Sanzioni e denunce non scoraggiano il mercato parallelo – Anche per questo le sanzioni non bastano, da sole, a ridurre la dimensione del fenomeno. Oltre al fatto che non si tratta solo del guadagno ottenuto con la vendita di questi shopper, ma ci sono anche “ulteriori potenziali correlazioni con attività illecite, quali il controllo del territorio, in particolare le aree mercatali”. Tutti i commercianti acquistano gli shopper da persone che, sistematicamente, si presentano in modo anonimo nel loro negozio – racconta la relazione – con mezzi propri, divisi per quartiere, senza rilasciare ricevute di pagamento, fatture o altri documenti fiscalmente validi anche ai fini della tracciabilità degli shopper. Circostanze, scrive la Commissione, che lasciano supporre l’esistenza di un sistema di persone “legate da un vincolo associativo che sfocia in un’organizzazione criminale dedita al traffico illecito”. Secondo Gianfranco Amendola, magistrato ed esperto in normativa ambientale, “quanto raccontato dalla Commissione Ecomafie conferma che il settore delle plastiche costituisce un terreno particolarmente appetibile dalla criminalità organizzata e dimostra quanto ci sia ancora da fare sul fronte dei controlli, per via delle difficoltà di accertamento e perché la materia impone una rilevante specializzazione” mentre non sempre si riscontra una formazione tecnico-operativa per l’applicazione dei requisiti previsti dalla normativa di settore.

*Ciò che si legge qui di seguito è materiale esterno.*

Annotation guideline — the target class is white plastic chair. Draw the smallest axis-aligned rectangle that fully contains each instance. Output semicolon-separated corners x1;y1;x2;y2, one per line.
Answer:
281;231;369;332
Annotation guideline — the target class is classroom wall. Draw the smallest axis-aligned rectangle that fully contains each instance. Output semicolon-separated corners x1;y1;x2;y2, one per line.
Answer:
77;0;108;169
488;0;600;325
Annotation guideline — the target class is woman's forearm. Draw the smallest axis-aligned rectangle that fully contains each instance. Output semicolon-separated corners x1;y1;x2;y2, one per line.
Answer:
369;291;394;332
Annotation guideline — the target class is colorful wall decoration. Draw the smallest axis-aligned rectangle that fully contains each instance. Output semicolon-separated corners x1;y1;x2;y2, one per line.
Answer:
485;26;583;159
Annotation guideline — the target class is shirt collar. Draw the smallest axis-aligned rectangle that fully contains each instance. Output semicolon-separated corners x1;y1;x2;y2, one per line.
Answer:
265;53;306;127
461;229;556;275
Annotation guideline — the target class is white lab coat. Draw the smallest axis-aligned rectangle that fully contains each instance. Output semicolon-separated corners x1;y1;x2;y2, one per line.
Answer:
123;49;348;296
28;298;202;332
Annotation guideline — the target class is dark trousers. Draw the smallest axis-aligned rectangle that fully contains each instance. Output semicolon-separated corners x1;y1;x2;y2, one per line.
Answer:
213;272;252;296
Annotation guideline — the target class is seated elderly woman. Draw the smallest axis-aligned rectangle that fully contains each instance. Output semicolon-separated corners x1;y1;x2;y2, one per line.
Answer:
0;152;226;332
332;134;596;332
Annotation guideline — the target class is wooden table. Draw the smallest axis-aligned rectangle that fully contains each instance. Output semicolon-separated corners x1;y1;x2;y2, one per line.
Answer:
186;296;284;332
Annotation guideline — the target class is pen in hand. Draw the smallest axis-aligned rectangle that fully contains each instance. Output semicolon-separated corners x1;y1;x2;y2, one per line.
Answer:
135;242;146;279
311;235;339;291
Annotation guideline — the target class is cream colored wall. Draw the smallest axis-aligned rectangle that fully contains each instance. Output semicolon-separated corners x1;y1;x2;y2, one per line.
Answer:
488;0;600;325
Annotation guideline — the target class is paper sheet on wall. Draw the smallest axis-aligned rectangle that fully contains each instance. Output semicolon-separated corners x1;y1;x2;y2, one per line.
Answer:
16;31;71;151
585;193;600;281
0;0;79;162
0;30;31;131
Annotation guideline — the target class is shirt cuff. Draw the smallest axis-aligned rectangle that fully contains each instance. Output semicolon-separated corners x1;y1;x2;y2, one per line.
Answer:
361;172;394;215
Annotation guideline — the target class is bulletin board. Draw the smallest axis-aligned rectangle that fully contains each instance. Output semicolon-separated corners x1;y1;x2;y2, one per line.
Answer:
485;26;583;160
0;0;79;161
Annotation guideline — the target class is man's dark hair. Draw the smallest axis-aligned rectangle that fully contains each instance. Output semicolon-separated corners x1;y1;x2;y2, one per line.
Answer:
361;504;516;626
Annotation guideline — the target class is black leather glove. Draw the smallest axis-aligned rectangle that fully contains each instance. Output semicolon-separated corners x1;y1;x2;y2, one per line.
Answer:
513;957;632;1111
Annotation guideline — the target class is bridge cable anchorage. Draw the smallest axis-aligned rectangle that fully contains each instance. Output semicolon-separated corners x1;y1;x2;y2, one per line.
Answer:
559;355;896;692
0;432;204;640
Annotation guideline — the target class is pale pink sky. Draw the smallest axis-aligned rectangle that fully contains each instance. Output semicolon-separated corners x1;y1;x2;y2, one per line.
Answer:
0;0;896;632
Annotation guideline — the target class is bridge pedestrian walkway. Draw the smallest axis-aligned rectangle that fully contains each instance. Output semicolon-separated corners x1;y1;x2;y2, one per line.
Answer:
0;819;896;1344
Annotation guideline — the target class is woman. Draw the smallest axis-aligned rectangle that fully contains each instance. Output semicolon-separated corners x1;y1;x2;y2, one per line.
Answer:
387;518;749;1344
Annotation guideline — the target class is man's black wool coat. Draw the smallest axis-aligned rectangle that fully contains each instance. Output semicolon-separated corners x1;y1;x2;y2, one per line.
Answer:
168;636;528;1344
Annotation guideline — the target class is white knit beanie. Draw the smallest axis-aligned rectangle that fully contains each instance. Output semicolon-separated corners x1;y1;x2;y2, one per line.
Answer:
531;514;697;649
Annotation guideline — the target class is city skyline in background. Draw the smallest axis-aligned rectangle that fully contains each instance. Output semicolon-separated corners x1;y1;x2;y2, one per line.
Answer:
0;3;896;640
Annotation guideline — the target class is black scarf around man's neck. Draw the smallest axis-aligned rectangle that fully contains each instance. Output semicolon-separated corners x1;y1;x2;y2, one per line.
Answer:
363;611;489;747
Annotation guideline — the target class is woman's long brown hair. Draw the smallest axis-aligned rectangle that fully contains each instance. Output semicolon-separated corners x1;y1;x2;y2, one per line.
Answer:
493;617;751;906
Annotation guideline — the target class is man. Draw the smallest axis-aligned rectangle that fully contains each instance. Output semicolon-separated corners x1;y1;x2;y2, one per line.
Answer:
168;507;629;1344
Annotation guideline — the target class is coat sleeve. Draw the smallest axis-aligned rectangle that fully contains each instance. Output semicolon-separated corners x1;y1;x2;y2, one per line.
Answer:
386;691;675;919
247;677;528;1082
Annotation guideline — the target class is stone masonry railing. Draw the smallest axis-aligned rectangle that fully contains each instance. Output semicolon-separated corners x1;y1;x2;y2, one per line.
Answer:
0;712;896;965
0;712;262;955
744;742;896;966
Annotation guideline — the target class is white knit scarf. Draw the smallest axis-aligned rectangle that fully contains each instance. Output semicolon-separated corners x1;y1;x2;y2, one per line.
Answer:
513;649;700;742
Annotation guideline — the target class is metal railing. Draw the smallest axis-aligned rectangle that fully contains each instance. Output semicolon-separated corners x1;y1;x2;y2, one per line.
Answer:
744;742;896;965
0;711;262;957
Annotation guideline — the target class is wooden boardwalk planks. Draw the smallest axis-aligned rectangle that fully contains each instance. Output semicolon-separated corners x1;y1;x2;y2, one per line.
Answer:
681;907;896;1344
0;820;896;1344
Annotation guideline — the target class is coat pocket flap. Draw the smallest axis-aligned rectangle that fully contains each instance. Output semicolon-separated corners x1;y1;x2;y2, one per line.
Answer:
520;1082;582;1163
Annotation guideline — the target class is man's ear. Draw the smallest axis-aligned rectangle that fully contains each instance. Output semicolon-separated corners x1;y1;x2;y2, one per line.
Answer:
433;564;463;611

Ricostruire la filiera tra difficoltà e ostacoli – E poi le sanzioni colpiscono il commercio della busta ‘illecita’, senza interrompere la filiera di approvvigionamento dal produttore al commerciante al dettaglio. Per questo si è sempre più cercato di ricostruire l’intera filiera, che dalla vendita risalga alla distribuzione fino alla produzione, nazionale o estera. Non senza difficoltà in tema di competenze sui controlli: il commercio al dettaglio avviene normalmente in un territorio comunale, mentre il distributore all’ingrosso si trova in un altro Comune, se non in un’altra Provincia o Regione. E anche gli stabilimenti produttivi sono spesso distanti dal luogo della vendita. Tutto questo, però, ha conseguenze nel mancato trattamento della frazione organica (smaltita come rifiuto nelle buste) “inesorabilmente contaminata dalla plastica non compostabile e destinata in discarica o, in alternativa, a recupero energetico, con conseguente aggravio di costi di gestione, compresi i costi di trasporto di questi ulteriori rifiuti”.